Synthesis, Characterization, and Thermal Stability of LiNi_1/3Mn_1/3Co_1/3−zMg_zO₂, LiNi_1/3−zMn_1/3Co_1/3Mg_zO₂, and LiNi_1/3Mn_1/3−zCo_1/3Mg_zO₂

Abstract

LiNi1/3Mn1/3Co1/3−zMgzO2, LiNi1/3−zMn1/3Co1/3MgzO2, and LiNi1/3Mn1/3−zCo1/3MgzO2 (0≤ z ≤ 1/3) were prepared from hydroxide precursors. The hydroxide precursors were heated with Li2CO3 at 900 °C to prepare the oxides.
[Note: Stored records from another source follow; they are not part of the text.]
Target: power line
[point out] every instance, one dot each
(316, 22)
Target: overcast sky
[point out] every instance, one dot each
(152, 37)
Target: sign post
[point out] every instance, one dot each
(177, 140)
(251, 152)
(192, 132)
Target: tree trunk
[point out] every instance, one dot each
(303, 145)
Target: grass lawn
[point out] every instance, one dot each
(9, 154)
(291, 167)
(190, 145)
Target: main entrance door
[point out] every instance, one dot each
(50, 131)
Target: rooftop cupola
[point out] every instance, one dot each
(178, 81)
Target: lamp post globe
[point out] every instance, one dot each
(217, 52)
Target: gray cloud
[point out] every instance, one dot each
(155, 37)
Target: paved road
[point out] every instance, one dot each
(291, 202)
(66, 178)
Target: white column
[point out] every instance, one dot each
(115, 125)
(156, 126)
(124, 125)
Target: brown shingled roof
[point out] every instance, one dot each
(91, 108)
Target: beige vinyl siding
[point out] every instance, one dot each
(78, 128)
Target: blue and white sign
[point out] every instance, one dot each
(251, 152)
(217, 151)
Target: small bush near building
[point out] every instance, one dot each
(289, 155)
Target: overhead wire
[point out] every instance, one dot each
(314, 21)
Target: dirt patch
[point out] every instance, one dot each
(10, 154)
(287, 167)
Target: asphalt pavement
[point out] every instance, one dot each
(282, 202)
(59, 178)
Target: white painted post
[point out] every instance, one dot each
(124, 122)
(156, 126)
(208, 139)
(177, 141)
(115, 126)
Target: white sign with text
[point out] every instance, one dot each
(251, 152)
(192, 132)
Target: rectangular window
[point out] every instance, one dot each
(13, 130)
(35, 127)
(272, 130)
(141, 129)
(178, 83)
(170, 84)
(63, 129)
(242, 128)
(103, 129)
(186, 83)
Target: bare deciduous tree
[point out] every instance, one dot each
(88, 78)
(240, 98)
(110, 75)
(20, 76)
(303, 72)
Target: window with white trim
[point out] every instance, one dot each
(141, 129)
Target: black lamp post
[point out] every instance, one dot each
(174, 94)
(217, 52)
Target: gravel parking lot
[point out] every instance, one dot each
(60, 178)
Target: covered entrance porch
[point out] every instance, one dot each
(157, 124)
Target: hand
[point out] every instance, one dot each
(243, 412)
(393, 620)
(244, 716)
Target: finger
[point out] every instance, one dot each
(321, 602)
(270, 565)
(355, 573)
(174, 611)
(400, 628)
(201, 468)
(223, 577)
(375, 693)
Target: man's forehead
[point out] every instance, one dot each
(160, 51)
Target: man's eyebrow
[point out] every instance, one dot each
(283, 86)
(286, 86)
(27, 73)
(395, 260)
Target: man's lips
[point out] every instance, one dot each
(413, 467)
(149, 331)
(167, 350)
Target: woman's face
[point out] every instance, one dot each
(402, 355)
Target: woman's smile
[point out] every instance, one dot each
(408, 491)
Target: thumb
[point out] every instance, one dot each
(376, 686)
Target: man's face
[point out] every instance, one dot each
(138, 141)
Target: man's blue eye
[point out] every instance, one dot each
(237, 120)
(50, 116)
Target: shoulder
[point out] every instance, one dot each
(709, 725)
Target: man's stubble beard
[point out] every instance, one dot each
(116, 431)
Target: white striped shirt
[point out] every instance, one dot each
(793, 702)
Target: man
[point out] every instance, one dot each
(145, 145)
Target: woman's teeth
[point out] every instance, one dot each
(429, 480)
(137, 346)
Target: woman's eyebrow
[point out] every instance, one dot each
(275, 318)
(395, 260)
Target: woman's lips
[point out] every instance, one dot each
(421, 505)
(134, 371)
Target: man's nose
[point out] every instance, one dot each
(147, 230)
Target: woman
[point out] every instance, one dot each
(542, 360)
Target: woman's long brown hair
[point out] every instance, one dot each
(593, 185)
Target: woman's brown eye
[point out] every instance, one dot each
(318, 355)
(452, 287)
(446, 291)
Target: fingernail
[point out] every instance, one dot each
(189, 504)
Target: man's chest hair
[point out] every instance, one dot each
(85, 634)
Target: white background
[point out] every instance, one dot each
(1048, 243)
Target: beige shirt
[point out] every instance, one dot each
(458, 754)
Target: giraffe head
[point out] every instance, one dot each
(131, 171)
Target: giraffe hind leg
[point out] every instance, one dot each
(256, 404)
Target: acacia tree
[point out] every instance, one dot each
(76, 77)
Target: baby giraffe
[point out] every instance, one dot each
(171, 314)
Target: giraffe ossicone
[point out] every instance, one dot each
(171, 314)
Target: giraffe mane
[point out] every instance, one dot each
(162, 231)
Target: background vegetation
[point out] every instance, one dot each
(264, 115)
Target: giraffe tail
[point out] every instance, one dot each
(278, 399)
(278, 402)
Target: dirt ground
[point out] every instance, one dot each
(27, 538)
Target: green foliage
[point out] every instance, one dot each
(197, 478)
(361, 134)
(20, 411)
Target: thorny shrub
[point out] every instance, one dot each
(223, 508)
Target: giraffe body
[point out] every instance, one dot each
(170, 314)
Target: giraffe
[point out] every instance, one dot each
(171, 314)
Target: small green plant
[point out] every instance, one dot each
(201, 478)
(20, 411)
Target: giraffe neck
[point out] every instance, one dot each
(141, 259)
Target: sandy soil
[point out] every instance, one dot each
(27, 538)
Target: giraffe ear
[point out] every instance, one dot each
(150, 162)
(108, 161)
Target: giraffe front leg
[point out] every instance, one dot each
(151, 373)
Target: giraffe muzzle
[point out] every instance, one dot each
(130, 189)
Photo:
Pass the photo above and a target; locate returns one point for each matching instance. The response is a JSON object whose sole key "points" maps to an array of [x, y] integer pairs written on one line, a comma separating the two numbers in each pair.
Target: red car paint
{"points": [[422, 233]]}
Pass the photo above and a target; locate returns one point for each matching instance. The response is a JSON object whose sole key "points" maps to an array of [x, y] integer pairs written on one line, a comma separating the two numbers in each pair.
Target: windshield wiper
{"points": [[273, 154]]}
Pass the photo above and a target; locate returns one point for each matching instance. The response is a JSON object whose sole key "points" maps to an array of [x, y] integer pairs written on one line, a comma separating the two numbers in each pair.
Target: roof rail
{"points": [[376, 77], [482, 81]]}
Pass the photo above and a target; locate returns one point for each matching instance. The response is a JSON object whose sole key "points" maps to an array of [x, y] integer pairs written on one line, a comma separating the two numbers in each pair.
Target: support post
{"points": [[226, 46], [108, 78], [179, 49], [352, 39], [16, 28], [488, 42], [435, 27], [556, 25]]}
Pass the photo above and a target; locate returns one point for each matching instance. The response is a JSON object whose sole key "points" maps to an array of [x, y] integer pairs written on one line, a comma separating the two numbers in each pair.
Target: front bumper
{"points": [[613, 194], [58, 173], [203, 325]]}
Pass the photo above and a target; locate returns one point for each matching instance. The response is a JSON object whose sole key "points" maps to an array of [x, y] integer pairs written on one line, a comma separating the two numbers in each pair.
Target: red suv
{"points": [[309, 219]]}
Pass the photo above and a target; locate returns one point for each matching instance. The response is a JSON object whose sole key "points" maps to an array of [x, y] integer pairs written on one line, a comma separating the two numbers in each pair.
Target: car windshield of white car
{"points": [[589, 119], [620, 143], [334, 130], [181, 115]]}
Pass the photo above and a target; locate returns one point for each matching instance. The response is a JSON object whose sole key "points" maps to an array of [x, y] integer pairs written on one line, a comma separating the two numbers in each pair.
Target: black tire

Rietveld refinements of XRD data show that Mg substitution for Co, Ni and Mn results in different degrees of cation mixing in the Li layer with very little cation mixing in LiNi1/3Mn1/3−zCo1/3MgzO2 and the most cation mixing in LiNi1/3Mn1/3Co1/3−zMgzO2. Electrochemical studies of the LiNi1/3Mn1/3Co1/3−zMgzO2, LiNi1/3−zMn1/3Co1/3MgzO2, and LiNi1/3Mn1/3−zCo1/3MgzO2 (0 ≤ z ≤ 1/3) samples were used to measure the rate of capacity reduction with Mg content, found to be about −389 (mAh/g)/(z = 1) independent of which cation was substituted by Mg. The impact of Mg substitution on the thermal stability of NMC samples was studied via accelerating rate calorimetry and compared with Al-substituted NMC samples. The substitution of Mg did not improve the thermal stability of the samples, independent of which cation was substituted and independent of the amount of Mg added, in contrast to the effect of Al, which dramatically improves thermal stability.